Il y a un an, Karima el Mahroug dormait sur les bancs publics de Milan. Fille de pauvres immigrés marocains, l'adolescente avait fui son foyer d'accueil et travaillait comme danseuse exotique dans les bars pour gagner sa vie.

Aujourd'hui, elle s'appelle Ruby Rubacuori, la voleuse de coeurs. Elle est célèbre dans toute l'Italie. À Gênes, on l'a vue émerger d'une Ferrari rouge, des paparazzis se pressant autour d'elle pour immortaliser ses courbes voluptueuses drapées d'une robe Yves Saint Laurent.

Dans l'intervalle, il y a eu un homme: Silvio Berlusconi.

Pendant des années, le premier ministre de l'Italie a semblé inébranlable. Corruption, fraudes, frasques sexuelles, liens avec la mafia, il résistait à tous les scandales depuis qu'il avait pris la tête du pays, en 1994.

Cette fois, pourtant, le Cavaliere semble au bord du gouffre. Jamais il n'a paru aussi fragile. Et c'est Karima el Mahroug qui risque de provoquer la chute du magnat milliardaire.

Tout a commencé le 28 mai 2010, quand Karima el Mahroug, accusée de vol, a été arrêtée par la police de Milan. Au poste, les policiers ont constaté que l'adolescente sicilienne, âgée de 17 ans, était en fugue.

Mais «Ruby» était aussi fichée pour autre chose. Elle appartenait à un réseau de prostitution VIP qui faisait l'objet d'une enquête. Les policiers s'apprêtaient à l'emprisonner quand ils ont reçu un appel insolite. Au bout du fil, le premier ministre en personne leur a demandé de relâcher la jeune fille, sous prétexte qu'elle était la petite-fille du président égyptien, Hosni Moubarak. Sa détention risquait de provoquer un grave incident diplomatique. C'était le début de ce que les Italiens appellent désormais le «Rubygate».

Vendredi dernier, M. Berlusconi, 74 ans, a été accusé d'avoir eu des relations sexuelles avec cette prostituée mineure, un crime punissable de trois ans de prison. Ruby Rubacuori n'est pourtant qu'une fille parmi d'autres. Depuis trois jours, les médias italiens publient à pleines pages les transcriptions de conversations téléphoniques de jeunes femmes ayant participé aux orgies organisées dans les villas du premier ministre.

Ainsi, un autre mot est entré dans le vocabulaire italien: bounga-bounga.

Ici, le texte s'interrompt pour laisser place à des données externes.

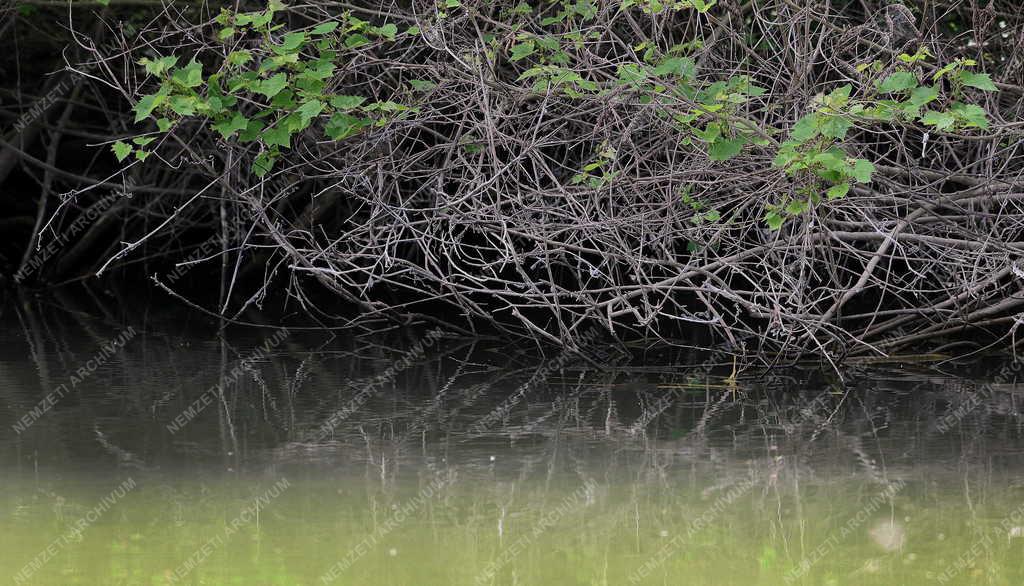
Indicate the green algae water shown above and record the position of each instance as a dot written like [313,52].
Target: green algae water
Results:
[170,457]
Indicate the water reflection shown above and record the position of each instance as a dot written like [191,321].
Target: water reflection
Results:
[409,458]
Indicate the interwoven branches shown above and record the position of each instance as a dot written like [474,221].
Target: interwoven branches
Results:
[539,185]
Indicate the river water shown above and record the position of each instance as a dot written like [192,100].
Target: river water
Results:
[155,453]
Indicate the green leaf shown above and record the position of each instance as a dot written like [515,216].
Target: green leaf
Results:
[422,85]
[971,115]
[725,149]
[271,86]
[940,120]
[805,129]
[280,135]
[263,163]
[862,171]
[980,81]
[325,28]
[183,105]
[923,95]
[900,81]
[190,75]
[838,192]
[345,102]
[353,41]
[682,67]
[251,131]
[147,103]
[121,150]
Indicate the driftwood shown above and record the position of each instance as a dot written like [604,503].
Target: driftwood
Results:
[406,220]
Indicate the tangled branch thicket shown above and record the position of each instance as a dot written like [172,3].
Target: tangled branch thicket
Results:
[547,168]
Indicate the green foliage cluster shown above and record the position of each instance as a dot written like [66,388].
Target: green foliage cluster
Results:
[269,92]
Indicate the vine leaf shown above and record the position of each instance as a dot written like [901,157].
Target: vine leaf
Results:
[121,150]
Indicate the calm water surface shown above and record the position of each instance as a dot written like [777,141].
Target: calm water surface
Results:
[380,461]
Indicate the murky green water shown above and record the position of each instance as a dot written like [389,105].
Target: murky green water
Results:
[365,462]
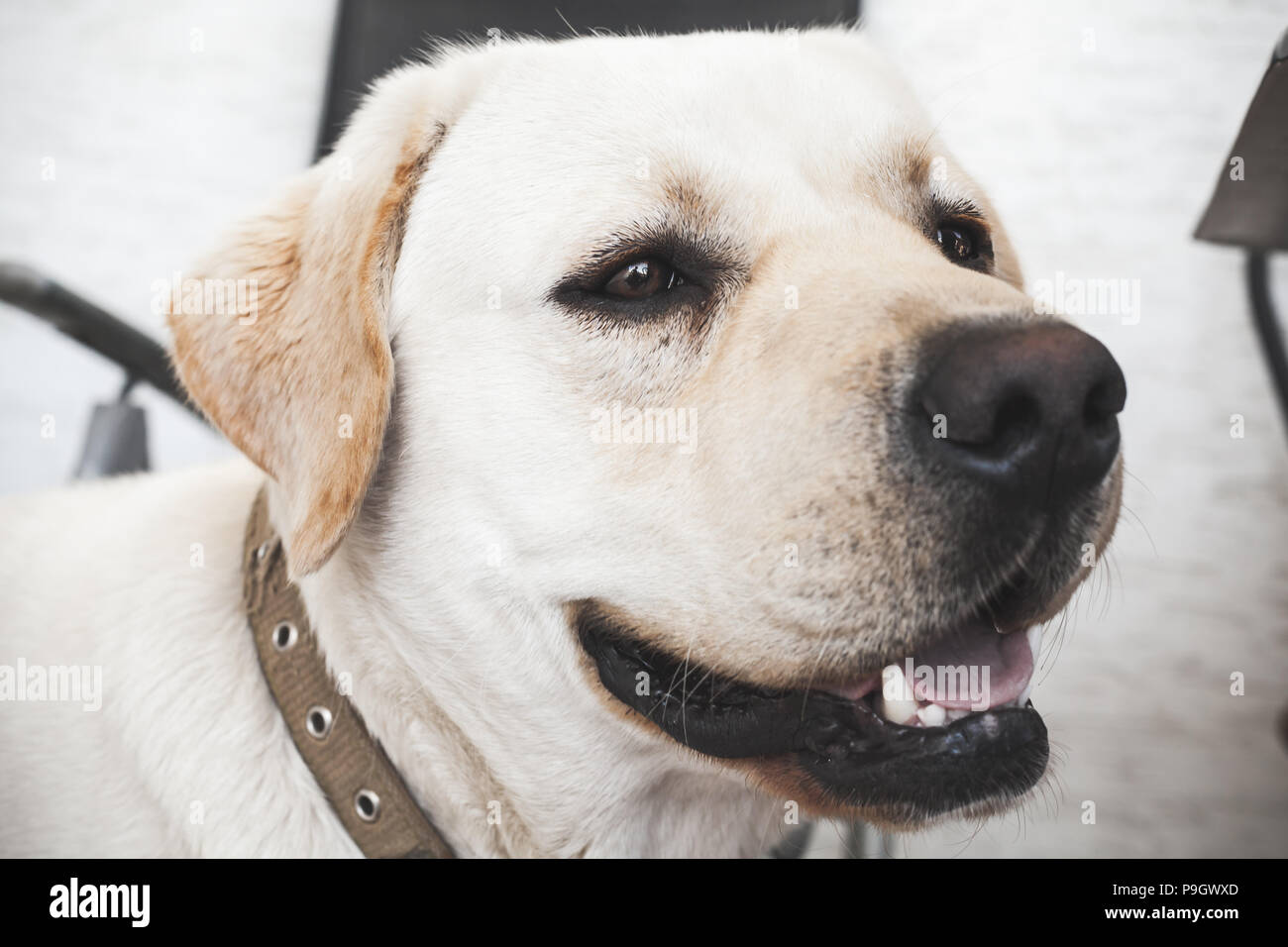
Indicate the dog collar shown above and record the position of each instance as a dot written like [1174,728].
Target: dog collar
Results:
[349,764]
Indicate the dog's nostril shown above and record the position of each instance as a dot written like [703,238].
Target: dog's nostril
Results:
[1102,405]
[1018,418]
[1026,410]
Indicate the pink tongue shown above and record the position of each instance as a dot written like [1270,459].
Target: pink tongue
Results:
[1006,659]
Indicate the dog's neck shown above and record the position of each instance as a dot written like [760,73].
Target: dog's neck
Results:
[478,701]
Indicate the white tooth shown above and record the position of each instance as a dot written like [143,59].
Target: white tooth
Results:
[932,715]
[894,688]
[1034,635]
[1024,694]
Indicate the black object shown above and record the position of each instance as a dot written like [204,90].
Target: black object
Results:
[1249,208]
[372,37]
[142,356]
[116,442]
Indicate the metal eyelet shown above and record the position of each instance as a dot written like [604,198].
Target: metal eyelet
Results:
[284,635]
[368,805]
[318,722]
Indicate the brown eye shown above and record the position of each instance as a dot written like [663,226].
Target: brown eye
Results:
[642,278]
[960,243]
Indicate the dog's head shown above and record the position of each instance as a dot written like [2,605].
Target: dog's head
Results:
[706,347]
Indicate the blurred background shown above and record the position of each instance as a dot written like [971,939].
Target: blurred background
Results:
[132,133]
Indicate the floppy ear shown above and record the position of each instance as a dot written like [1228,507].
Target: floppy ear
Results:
[299,373]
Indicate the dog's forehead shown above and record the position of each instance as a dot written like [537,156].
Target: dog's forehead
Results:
[758,112]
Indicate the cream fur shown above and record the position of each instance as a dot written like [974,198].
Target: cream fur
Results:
[442,590]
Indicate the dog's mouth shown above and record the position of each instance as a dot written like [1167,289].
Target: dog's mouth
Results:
[945,729]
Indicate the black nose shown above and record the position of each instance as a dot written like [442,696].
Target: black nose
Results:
[1026,410]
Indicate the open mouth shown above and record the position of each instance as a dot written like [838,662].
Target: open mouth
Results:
[948,728]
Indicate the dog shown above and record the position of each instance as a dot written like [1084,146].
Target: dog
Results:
[640,416]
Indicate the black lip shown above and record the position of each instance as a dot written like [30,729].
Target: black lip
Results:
[858,758]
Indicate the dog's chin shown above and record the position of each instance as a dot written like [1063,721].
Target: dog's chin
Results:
[853,750]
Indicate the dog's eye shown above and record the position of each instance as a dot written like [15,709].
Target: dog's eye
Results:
[642,278]
[965,243]
[958,241]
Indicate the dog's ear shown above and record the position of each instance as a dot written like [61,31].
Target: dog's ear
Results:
[299,373]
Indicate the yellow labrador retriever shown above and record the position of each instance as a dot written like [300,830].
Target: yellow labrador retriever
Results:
[660,440]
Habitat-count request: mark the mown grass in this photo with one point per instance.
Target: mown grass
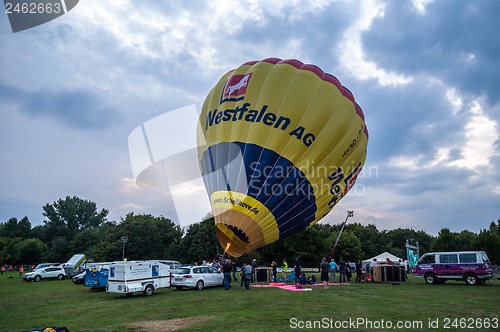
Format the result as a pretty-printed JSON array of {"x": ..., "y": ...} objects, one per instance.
[{"x": 61, "y": 303}]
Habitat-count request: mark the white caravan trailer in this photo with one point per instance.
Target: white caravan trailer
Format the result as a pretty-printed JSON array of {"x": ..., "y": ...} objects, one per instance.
[{"x": 138, "y": 276}]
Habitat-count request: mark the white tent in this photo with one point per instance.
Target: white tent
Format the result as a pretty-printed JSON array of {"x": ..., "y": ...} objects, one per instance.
[{"x": 383, "y": 257}]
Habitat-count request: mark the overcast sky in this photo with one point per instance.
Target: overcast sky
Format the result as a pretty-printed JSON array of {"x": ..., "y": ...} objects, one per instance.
[{"x": 426, "y": 74}]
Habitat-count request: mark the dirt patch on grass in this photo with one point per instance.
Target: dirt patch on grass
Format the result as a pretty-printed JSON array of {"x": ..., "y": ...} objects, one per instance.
[{"x": 169, "y": 324}]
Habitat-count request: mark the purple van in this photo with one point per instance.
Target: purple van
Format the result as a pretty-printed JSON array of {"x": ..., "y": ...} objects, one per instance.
[{"x": 473, "y": 267}]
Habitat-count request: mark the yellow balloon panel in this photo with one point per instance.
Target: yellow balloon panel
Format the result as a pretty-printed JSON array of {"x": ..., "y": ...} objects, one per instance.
[{"x": 284, "y": 138}]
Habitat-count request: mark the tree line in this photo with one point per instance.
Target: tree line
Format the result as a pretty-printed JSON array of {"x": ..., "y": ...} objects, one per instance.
[{"x": 73, "y": 225}]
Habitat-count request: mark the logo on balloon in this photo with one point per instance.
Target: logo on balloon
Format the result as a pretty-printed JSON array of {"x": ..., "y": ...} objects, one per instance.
[{"x": 235, "y": 88}]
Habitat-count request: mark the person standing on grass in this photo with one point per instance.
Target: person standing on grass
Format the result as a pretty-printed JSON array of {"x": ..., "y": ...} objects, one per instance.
[
  {"x": 284, "y": 270},
  {"x": 274, "y": 265},
  {"x": 372, "y": 266},
  {"x": 254, "y": 265},
  {"x": 248, "y": 275},
  {"x": 358, "y": 271},
  {"x": 233, "y": 268},
  {"x": 297, "y": 269},
  {"x": 324, "y": 269},
  {"x": 333, "y": 270},
  {"x": 242, "y": 275},
  {"x": 226, "y": 269},
  {"x": 342, "y": 270}
]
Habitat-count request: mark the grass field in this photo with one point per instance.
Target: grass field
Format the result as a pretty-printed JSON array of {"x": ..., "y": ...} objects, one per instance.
[{"x": 372, "y": 306}]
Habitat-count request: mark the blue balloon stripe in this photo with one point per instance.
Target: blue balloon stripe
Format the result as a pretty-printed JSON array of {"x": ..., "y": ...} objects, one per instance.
[{"x": 268, "y": 177}]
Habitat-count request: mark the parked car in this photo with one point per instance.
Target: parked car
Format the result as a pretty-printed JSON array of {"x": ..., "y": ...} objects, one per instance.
[
  {"x": 42, "y": 265},
  {"x": 197, "y": 277},
  {"x": 79, "y": 279},
  {"x": 473, "y": 267},
  {"x": 51, "y": 272}
]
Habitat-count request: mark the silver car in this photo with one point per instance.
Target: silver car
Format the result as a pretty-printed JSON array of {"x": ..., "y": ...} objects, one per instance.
[
  {"x": 51, "y": 272},
  {"x": 197, "y": 277}
]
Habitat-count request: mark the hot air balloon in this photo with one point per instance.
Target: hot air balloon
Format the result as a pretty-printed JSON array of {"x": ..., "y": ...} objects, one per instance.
[{"x": 280, "y": 143}]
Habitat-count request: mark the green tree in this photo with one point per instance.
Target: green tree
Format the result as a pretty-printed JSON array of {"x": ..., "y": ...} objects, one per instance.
[
  {"x": 14, "y": 228},
  {"x": 66, "y": 217},
  {"x": 200, "y": 242},
  {"x": 148, "y": 237},
  {"x": 349, "y": 246},
  {"x": 59, "y": 250},
  {"x": 446, "y": 241},
  {"x": 7, "y": 249},
  {"x": 489, "y": 241},
  {"x": 31, "y": 251}
]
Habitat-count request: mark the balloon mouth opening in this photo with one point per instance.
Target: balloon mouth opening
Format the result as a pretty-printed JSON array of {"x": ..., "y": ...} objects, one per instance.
[{"x": 238, "y": 239}]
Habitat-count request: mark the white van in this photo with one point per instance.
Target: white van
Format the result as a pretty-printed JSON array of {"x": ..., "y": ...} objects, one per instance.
[
  {"x": 138, "y": 276},
  {"x": 473, "y": 267}
]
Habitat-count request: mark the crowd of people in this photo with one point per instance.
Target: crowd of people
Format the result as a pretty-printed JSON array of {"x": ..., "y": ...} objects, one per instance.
[{"x": 292, "y": 273}]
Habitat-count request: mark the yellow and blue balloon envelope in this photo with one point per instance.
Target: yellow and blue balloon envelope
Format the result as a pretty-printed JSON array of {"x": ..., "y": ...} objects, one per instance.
[{"x": 280, "y": 143}]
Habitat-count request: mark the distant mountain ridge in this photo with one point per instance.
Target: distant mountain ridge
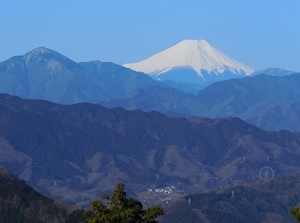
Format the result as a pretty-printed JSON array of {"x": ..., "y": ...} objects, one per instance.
[
  {"x": 191, "y": 56},
  {"x": 78, "y": 152},
  {"x": 46, "y": 74}
]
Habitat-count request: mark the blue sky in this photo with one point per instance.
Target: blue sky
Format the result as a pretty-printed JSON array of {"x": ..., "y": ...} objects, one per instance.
[{"x": 259, "y": 33}]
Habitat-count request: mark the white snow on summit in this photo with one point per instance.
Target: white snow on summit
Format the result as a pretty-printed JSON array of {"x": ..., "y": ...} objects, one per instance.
[{"x": 195, "y": 54}]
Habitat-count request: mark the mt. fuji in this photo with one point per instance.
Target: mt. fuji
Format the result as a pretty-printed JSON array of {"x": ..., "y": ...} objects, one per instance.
[{"x": 192, "y": 61}]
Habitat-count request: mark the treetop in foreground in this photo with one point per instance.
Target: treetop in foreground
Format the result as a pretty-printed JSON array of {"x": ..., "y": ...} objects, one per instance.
[{"x": 120, "y": 209}]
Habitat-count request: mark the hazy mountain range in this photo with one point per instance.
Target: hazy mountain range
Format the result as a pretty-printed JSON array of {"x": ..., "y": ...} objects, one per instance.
[
  {"x": 78, "y": 152},
  {"x": 268, "y": 102}
]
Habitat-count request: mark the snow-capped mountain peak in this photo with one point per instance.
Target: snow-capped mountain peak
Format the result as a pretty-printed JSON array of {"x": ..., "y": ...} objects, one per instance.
[{"x": 198, "y": 55}]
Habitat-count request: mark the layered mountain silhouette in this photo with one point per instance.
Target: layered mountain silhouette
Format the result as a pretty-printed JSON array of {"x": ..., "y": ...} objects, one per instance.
[
  {"x": 21, "y": 203},
  {"x": 268, "y": 102},
  {"x": 79, "y": 152},
  {"x": 46, "y": 74},
  {"x": 256, "y": 203}
]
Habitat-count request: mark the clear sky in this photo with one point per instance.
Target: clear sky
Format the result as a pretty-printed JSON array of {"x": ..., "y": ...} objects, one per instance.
[{"x": 259, "y": 33}]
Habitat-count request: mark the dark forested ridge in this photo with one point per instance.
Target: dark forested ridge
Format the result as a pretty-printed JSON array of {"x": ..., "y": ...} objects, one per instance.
[
  {"x": 20, "y": 203},
  {"x": 78, "y": 152},
  {"x": 253, "y": 203}
]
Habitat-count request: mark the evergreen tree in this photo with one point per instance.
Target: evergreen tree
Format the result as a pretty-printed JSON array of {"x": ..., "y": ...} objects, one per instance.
[{"x": 120, "y": 209}]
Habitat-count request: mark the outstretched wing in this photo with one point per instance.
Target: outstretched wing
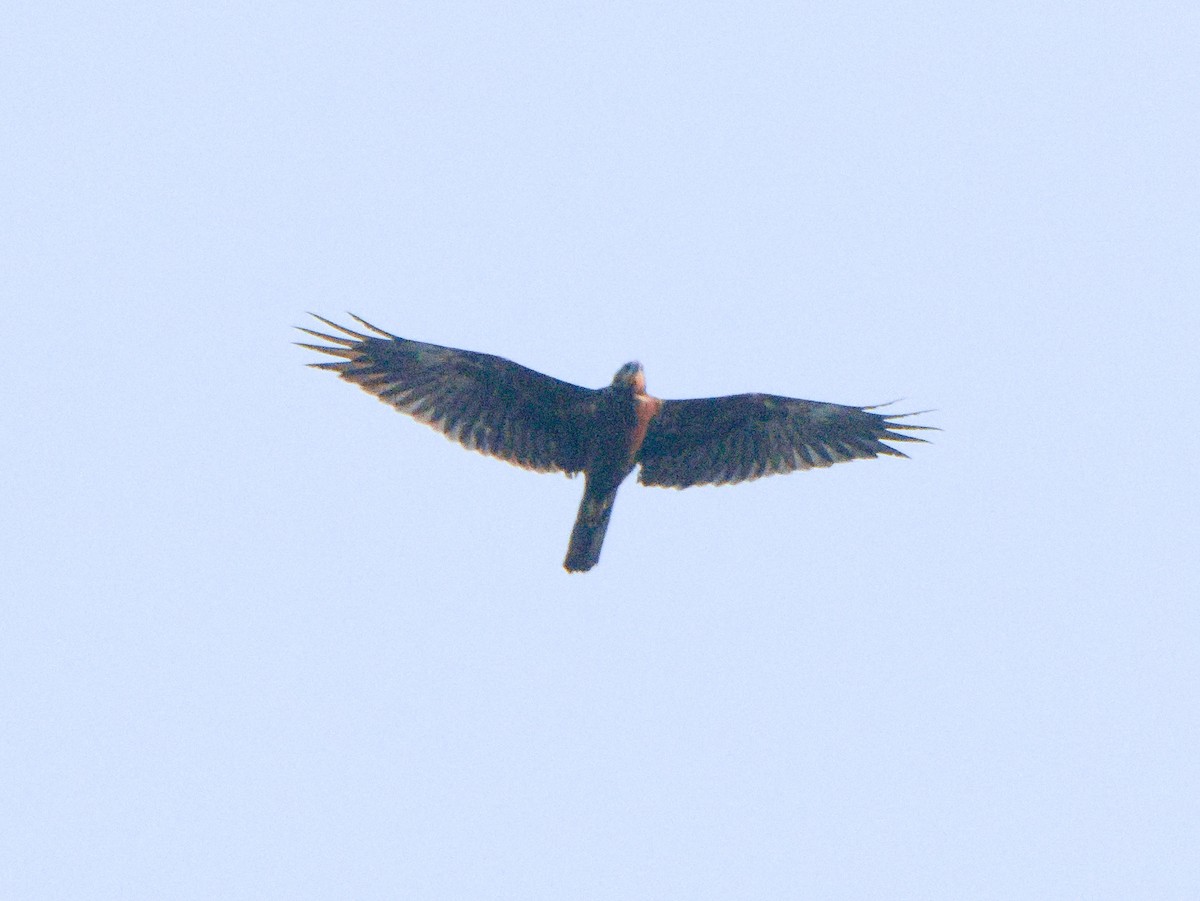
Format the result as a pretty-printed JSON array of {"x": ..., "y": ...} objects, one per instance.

Il s'agit d'un rituel érotique dans lequel une vingtaine de femmes nues se disputent les faveurs du Cavaliere. «Silvio m'a dit qu'il l'avait copié (du dictateur libyen Mouammar) Kadhafi. C'était un rite de son harem», confie Ruby dans l'une des conversations enregistrées par les enquêteurs milanais.

Le portrait qui se dégage de ces conversations est dévastateur pour M. Berlusconi, qui passe pour un vieil homme pathétique, obsédé par le sexe et méprisé par ces femmes qui s'échangent des conseils pour lui soutirer un maximum d'argent.

«Il n'a pas de limites. Soit t'es prête à tout, soit tu t'en vas», prévient l'une d'elles. «Cet homme est malade. C'est évident qu'il est malade», ajoute une autre.

M. Berlusconi rejette les appels croissants à sa démission. Une fois de plus, il se dit victime d'une campagne orchestrée par ses ennemis politiques. Une fois de plus, il tente de tourner l'affaire à la rigolade. «Je serais Superman si j'avais des fêtes avec 24 filles!»

Le Cavaliere et Ruby ont nié avoir couché ensemble. Dans une conversation téléphonique, la jeune femme affirme pourtant lui avoir demandé 5 millions d'euros. «Il m'a appelé et m'a dit: «Ruby, je te donnerai tout l'argent que tu veux, je te couvrirai d'or, mais l'important, c'est que tu caches tout.»»

Quand des journalistes lui ont demandé d'où elle tenait sa Ferrari et ses vêtements griffés, à Gênes, Ruby a répondu que des amis les lui avaient offerts. Ça n'incluait pas le premier ministre. «Berlusconi n'est pas mon ami.»